PTT is usually considered as a benign lesion. However, there are a few reports on the aggressive course of PTT with local recurrence or metastasis. The known sites of metastasis are regional lymph nodes (cervical, pre-auricular, axillary etc.), lung, mediastinum and liver. Some authors also reported cases of the malignant PTT with metastasis, which developed after recurrence (2, 3, 4, 5). Therefore, malignant potential and possibility of metastasis cannot be excluded in patients with PTT, especially recurrent tumor, and appropriate evaluation is necessary.

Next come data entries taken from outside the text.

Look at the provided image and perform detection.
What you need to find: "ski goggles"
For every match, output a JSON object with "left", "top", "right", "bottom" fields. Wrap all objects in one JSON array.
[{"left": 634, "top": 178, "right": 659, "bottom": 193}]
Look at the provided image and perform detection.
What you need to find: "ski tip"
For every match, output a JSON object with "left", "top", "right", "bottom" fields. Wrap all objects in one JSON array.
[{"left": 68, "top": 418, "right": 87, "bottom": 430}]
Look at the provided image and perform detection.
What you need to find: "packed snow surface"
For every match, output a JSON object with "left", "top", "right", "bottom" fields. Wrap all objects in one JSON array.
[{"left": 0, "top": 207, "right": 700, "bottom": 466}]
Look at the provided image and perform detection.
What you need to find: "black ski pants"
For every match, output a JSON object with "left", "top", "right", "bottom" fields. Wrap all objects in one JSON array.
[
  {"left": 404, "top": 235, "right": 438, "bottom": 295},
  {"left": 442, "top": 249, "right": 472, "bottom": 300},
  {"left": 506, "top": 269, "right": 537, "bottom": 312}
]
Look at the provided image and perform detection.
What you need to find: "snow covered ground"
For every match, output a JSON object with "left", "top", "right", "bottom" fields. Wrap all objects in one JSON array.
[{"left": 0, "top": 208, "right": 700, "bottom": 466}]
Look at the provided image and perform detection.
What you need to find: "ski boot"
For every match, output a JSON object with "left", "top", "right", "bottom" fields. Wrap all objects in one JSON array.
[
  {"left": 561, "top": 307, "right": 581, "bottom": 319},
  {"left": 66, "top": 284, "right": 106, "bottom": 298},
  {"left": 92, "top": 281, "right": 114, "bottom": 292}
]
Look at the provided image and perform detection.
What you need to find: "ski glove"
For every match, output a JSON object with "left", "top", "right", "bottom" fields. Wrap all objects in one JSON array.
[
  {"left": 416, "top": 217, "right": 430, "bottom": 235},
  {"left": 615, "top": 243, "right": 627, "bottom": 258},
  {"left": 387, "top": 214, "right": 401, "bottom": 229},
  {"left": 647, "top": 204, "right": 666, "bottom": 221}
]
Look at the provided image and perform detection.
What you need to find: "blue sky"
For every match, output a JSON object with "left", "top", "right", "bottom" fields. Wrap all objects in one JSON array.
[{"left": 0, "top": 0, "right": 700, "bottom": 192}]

F-18 FDG PET/CT plays an increasingly important role in the initial diagnosis, staging, and monitoring of treatment response in cancer patients. The PET/CT can acquire whole-body images and hence, is useful for the detection of regional and distant metastasis, as well as the primary tumor. Jung et al. (9) and Leyendecker et al. (10) reported that malignant PTT and its metastatic lesion showed increased FDG uptake. However, there are few case reports on F-18 FDG PET finding of PTT.

We reported a case of recurrent PTT, which developed to malignant change with increased FDG uptake. Although more cases of this tumor are required for assessing the usefulness of F-18 FDG PET/CT, we suggest that F-18 FDG PET/CT might be a helpful diagnostic tool for evaluation of PTT, especially recurrent tumor, because of its unpredictable tumor behavior that can present malignant change and metastasis with FDG avidity.